I once drove from the UK to Italy and back in a week and the engine oil was down to about half. However once filled the problem never repeated.

Strange???


----------



## Nickaltima (Jan 11, 2008)

chimmike said:


> depends on how long he went between oil changes. If you only burn a small amount at a time, the smoke will get broken up in the cats. That was the big problem. Over 3000-5000 miles, the oil would burn away. That's such a small amount at a time for such a long distance that most people with the problem never knew until the oil ran dry or they went in for a change and saw the same result the OP did.

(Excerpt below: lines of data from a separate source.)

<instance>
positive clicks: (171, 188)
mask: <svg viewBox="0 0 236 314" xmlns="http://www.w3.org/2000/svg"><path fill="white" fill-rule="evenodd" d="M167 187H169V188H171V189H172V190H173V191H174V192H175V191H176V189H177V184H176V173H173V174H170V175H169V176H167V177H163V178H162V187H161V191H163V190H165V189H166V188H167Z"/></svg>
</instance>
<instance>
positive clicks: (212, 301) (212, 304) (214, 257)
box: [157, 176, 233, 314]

yea i can understand that but like i said my pcv valve was bad and i would see big clouds of smoke when going from a stop and when i got hard on the gas pedal..and my car was burning virtually no oil at all..and the person who doesn't check their oil at least 4-6 times between changes is just a fool and if there is a problem with the car it could have been fixed before it got any worse just by checking the oil level now its probably 2 late


----------



## chimmike (Oct 17, 2002)

I agree with checking the oil between changes, but the reality is, 90% of people who buy 350z's just drive 'em and don't care, and really as consumers we have a reasonable expectation that a stock vehicle should not burn oil between changes and should not require frequent checks like cars of yesteryear. That's what cause such a problem with the 05-06's.


----------